La presidenta Claudia Sheinbaum pidió a actores políticos de Estados Unidos evitar utilizar a México como parte de sus estrategias electorales, luego de las declaraciones del congresista republicano Carlos Giménez, quien cuestionó la política exterior mexicana respecto a Cuba.
Durante su conferencia de prensa, la mandataria afirmó que México no debe convertirse en un elemento de confrontación dentro de los procesos políticos del país vecino y señaló que los asuntos internos de Estados Unidos deben resolverse sin involucrar a la nación mexicana.
“México no es piñata de nadie. No usen a México para su campaña”, expresó Sheinbaum, al responder a los señalamientos del legislador estadounidense, quien acusó al Gobierno mexicano de afectar la política de Washington hacia La Habana.
La presidenta destacó que la relación entre México y Estados Unidos continúa bajo un esquema de diálogo y cooperación, aunque subrayó que dicha coordinación debe mantenerse siempre bajo el principio de respeto a la soberanía nacional.
“Coordinación sí, subordinación no”, afirmó la jefa del Ejecutivo federal, al reiterar que México mantendrá una política exterior basada en sus propios principios y decisiones, sin presiones externas.

Las declaraciones surgieron después de que el congresista republicano Carlos Giménez criticara el apoyo humanitario enviado por México a Cuba y señalara que la administración mexicana favorece al Gobierno cubano. Ante estos señalamientos, Sheinbaum defendió la postura histórica del país de brindar ayuda al pueblo cubano.
La presidenta aseguró que México continuará apoyando a la población de Cuba mediante acciones humanitarias, al considerar que existe una relación histórica y cultural entre ambas naciones. Asimismo, reiteró la postura del Gobierno mexicano en contra del bloqueo económico impuesto a la isla, al señalar que sus efectos afectan principalmente a la ciudadanía.

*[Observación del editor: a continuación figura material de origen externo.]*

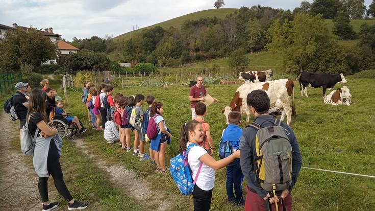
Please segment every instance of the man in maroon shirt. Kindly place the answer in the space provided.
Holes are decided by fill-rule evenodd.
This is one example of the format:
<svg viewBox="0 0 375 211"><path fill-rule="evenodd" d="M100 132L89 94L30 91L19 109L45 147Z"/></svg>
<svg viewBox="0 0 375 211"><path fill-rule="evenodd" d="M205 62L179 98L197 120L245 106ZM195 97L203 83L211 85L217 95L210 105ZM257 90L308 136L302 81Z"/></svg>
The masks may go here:
<svg viewBox="0 0 375 211"><path fill-rule="evenodd" d="M189 100L191 106L191 116L193 120L196 117L195 114L195 104L199 101L204 101L205 96L207 95L207 91L203 85L203 78L198 76L196 78L196 84L192 86L189 93ZM217 103L217 99L213 98L215 103Z"/></svg>

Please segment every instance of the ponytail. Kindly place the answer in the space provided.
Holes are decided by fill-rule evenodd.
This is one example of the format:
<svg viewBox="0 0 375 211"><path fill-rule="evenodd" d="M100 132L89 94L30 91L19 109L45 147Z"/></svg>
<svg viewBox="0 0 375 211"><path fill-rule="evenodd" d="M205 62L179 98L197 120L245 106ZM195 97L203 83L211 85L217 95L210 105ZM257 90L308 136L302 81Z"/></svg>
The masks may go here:
<svg viewBox="0 0 375 211"><path fill-rule="evenodd" d="M158 109L160 109L162 107L163 107L163 103L160 102L154 102L152 106L151 106L150 116L153 117L157 114L161 115L161 114L158 112Z"/></svg>
<svg viewBox="0 0 375 211"><path fill-rule="evenodd" d="M191 120L182 125L180 132L180 153L186 151L186 144L189 142L189 132L194 131L196 125L201 124L196 120Z"/></svg>

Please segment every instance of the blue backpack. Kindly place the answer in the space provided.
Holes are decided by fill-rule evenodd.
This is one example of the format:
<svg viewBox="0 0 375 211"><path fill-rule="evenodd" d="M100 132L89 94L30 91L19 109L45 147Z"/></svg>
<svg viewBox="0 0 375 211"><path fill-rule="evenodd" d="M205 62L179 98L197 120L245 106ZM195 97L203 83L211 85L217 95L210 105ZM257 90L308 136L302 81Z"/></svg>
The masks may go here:
<svg viewBox="0 0 375 211"><path fill-rule="evenodd" d="M173 180L174 180L177 187L184 196L188 196L193 193L194 191L194 185L196 182L198 176L201 172L201 169L202 167L203 163L201 162L198 172L194 178L194 181L192 181L191 174L190 174L190 169L189 168L189 163L187 160L187 155L189 151L193 147L196 146L199 146L196 144L192 143L189 145L186 151L183 153L180 153L176 157L171 158L170 160L170 167L169 167L169 171L172 175Z"/></svg>

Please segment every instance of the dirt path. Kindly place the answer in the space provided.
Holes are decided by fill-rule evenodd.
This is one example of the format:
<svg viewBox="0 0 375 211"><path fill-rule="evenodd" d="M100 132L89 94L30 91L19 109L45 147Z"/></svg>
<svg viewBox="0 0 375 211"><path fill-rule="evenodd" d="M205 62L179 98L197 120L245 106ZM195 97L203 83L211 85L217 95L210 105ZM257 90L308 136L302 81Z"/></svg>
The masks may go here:
<svg viewBox="0 0 375 211"><path fill-rule="evenodd" d="M170 209L170 203L163 198L161 194L152 191L148 187L149 182L147 180L138 177L134 172L126 169L122 165L108 162L105 157L90 150L83 139L77 138L74 142L82 152L87 155L98 168L108 174L111 182L122 189L124 193L139 201L140 204L146 206L146 210L164 211ZM126 180L124 178L127 178ZM129 182L129 181L137 181L138 182Z"/></svg>
<svg viewBox="0 0 375 211"><path fill-rule="evenodd" d="M19 135L19 121L12 121L9 114L0 112L0 207L2 210L40 210L38 177L32 157L12 149L11 142ZM48 183L53 184L52 181ZM48 189L51 200L56 189Z"/></svg>

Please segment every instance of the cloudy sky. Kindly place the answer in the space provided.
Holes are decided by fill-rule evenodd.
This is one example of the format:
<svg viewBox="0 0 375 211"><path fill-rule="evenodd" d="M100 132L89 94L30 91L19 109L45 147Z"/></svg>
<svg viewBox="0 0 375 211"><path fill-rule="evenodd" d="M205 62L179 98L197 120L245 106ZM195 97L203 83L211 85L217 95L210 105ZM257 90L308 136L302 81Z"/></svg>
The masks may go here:
<svg viewBox="0 0 375 211"><path fill-rule="evenodd" d="M302 0L225 0L224 8L260 4L298 7ZM67 40L106 34L115 37L199 10L213 9L215 0L0 0L0 24L52 27ZM365 0L368 6L371 0ZM312 1L310 1L312 2Z"/></svg>

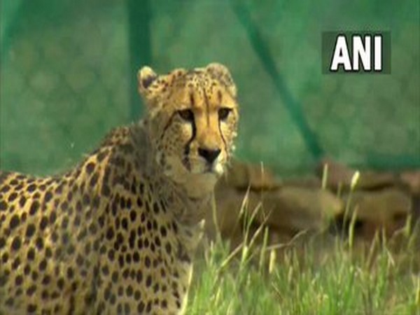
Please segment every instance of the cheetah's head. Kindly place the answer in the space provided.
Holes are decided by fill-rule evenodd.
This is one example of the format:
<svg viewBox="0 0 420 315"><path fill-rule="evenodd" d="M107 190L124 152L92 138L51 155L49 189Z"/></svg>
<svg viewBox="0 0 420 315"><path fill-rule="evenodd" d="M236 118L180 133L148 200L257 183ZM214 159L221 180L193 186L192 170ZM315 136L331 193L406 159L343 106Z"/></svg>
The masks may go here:
<svg viewBox="0 0 420 315"><path fill-rule="evenodd" d="M237 135L237 90L227 69L213 63L158 75L144 66L138 79L159 165L177 183L204 180L212 189Z"/></svg>

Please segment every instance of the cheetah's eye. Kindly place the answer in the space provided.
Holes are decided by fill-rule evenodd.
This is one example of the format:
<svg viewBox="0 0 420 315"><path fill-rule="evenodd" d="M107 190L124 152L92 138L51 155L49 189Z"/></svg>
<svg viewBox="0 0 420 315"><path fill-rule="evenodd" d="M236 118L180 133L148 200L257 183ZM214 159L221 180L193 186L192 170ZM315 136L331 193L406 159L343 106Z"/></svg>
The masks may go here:
<svg viewBox="0 0 420 315"><path fill-rule="evenodd" d="M219 120L225 120L231 111L232 108L228 108L227 107L220 108L218 110Z"/></svg>
<svg viewBox="0 0 420 315"><path fill-rule="evenodd" d="M183 109L178 111L178 114L180 117L186 121L189 122L194 121L194 113L190 109Z"/></svg>

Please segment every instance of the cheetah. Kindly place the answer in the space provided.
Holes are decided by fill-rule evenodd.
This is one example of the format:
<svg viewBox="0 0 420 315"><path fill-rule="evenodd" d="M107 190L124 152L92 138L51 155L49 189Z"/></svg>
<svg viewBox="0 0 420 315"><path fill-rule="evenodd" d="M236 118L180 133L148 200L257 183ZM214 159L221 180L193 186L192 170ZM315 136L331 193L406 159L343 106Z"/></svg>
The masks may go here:
<svg viewBox="0 0 420 315"><path fill-rule="evenodd" d="M60 176L0 172L0 314L179 314L239 108L212 63L139 71L145 118Z"/></svg>

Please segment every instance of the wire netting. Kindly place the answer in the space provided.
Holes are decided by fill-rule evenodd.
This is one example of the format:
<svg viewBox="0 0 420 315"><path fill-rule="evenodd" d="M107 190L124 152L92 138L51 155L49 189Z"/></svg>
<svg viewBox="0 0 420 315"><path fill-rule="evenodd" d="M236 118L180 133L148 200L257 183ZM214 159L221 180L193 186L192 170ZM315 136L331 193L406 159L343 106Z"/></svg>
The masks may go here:
<svg viewBox="0 0 420 315"><path fill-rule="evenodd" d="M4 0L1 169L74 164L141 115L136 73L217 61L241 111L237 155L284 172L322 156L361 167L420 166L416 0ZM391 74L321 71L326 31L390 31Z"/></svg>

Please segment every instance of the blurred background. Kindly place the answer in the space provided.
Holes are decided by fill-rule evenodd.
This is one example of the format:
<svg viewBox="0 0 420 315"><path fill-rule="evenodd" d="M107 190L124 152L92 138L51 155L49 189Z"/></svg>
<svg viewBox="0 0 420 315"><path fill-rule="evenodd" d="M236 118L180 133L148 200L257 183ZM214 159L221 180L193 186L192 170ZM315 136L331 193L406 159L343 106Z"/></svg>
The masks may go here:
<svg viewBox="0 0 420 315"><path fill-rule="evenodd" d="M74 165L138 120L136 74L226 64L239 89L237 155L283 175L322 157L420 167L418 0L2 0L0 167ZM391 74L327 75L323 31L390 31Z"/></svg>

Sheinbaum explicó que la ayuda enviada a Cuba responde a un criterio humanitario y no representa una intervención en los asuntos internos de ese país, sino una acción de solidaridad que forma parte de la política exterior mexicana.
El llamado de la mandataria ocurre en medio de un escenario político en Estados Unidos marcado por las próximas elecciones de medio mandato, donde temas relacionados con migración, seguridad, comercio y relaciones internacionales suelen formar parte del debate electoral.
Al mismo tiempo, México, Estados Unidos y Canadá mantienen conversaciones relacionadas con el futuro del Tratado entre México, Estados Unidos y Canadá (T-MEC), uno de los principales acuerdos comerciales del mundo, por lo que el Gobierno mexicano ha insistido en la importancia de preservar una relación estable y de respeto mutuo con sus socios comerciales.